Even among Harvard applicants, Asian Americans exhibited the highest SAT scores. Analyses of Harvard’s admissions data from 2000 to 2017 show that Asian American high school students who applied to Harvard scored, on average, 767 out of a maximum 800 across all SAT sections, thereby outperforming Whites, Hispanics and African Americans whose average scores were 745, 718 and 704, respectively. Despite this, a greater percentage of African Americans who applied to Harvard were admitted than the percentage of Asian American applicants.

That’s how the DOJ and Students for Fair Admissions can conclude that Asian Americans are penalized for their race while African Americans are rewarded for theirs.

Here’s what’s missing in this logic: Social science has found that one consequence of hyper-selectivity is something called “stereotype promise.” Social psychologists have shown that because racial stereotypes about academic ability are pervasive, even high-achieving African American students can underperform on verbal tests because of “stereotype threat.” “Stereotype promise” is the flip side of this: Because Asian American students are widely expected to do very well, they often over-perform.

Because they’re stereotypically perceived as smart and high-achieving, even average Asian American students are often enrolled in high school honors classes. Anointed as gifted and exceptional, this research finds, these students took schoolwork more seriously, put more time and effort into homework, and began comparing themselves to high-achieving peers. Increased effort resulted in straight A’s and admission into highly competitive universities and programs. When outcomes match expectations, teachers and administrators who assume Asian Americans perform well fail to see that their expectations are what produce the results.

That can generate a self-fulfilling prophecy of academic exceptionalism for Asian American students.

Kamala Harris is likely to bring in Indian American voters, this research finds.

Asian Americans’ attitudes toward affirmative action

Political scientists Karthick Ramakrishnan and Janelle Wong found in 2018 that nearly two-thirds of Asian Americans support affirmative action in higher education and the workplace; 65 percent favored or strongly favored the policy; and only 25 percent were opposed or strongly opposed.

One group stands apart in their opposition: Chinese Americans. In fact, their support for affirmative action dropped noticeably between 2012 and 2016.
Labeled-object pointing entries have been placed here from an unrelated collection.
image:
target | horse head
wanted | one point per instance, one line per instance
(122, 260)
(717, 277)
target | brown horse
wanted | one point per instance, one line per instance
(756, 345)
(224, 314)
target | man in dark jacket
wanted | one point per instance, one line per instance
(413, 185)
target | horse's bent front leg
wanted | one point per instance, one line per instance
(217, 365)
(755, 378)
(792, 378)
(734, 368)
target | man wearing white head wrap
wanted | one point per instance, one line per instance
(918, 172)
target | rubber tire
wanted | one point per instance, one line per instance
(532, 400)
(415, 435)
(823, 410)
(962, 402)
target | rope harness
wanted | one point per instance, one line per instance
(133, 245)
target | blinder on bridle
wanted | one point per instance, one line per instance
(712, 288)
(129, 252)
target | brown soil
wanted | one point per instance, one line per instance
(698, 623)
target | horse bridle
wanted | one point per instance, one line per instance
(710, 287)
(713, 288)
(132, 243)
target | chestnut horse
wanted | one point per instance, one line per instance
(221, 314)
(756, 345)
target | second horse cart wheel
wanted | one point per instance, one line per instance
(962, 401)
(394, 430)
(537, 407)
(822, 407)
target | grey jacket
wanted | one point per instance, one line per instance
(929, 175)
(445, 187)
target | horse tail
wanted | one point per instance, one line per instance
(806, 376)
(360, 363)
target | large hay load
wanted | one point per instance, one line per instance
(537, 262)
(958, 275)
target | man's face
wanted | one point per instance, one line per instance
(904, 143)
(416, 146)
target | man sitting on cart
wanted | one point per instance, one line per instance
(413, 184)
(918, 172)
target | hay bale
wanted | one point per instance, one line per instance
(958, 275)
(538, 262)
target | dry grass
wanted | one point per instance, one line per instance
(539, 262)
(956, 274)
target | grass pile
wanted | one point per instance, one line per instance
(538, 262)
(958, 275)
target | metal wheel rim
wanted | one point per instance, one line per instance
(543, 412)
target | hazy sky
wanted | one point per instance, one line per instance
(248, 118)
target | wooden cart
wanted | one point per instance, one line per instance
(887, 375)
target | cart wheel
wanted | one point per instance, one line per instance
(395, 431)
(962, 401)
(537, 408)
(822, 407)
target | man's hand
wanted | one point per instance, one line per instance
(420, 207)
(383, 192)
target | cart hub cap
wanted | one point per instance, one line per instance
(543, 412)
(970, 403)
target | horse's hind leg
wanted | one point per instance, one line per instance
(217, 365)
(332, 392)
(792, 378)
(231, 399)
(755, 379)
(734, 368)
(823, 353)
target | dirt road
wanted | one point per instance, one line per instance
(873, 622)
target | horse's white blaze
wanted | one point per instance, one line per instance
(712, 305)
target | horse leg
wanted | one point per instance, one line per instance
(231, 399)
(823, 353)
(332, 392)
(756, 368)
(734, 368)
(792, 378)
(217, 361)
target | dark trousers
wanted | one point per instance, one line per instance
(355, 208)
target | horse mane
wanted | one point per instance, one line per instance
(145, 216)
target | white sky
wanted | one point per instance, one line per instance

Further, U.S.-born Asians, and especially those whose parents and grandparents were born in the U.S., are significantly more likely to support affirmative action than Asian immigrants. Based on analyses of the 2016 National Asian American Survey, sociologist Van C. Tran and I find that later-generation Asians are three times as likely to support affirmative action than Asian immigrants.

The legacy effect

While the DOJ and the Students for Fair Admissions seek to eliminate race in university admissions, neither has sought to eliminate preferences for what higher education calls “legacies” — the children of alumni. At Harvard, legacies received a 40 percent boost in their chances of admission over all other applicants. Between 2010 and 2015, the admission rate for legacies was 34 percent, and less than 6 percent for non-legacies. In other words, legacies are nearly six times as likely to be admitted than non-legacies. Fully 43 percent of White students at Harvard are legacies, recruited athletes, or the children of faculty, staff or donors.

The bias for legacies and the DOJ’s decision not to focus on them points to an affirmative action paradox. While race-conscious affirmative action has been on trial time and again, de facto race preferences for legacies go unchallenged and unchecked.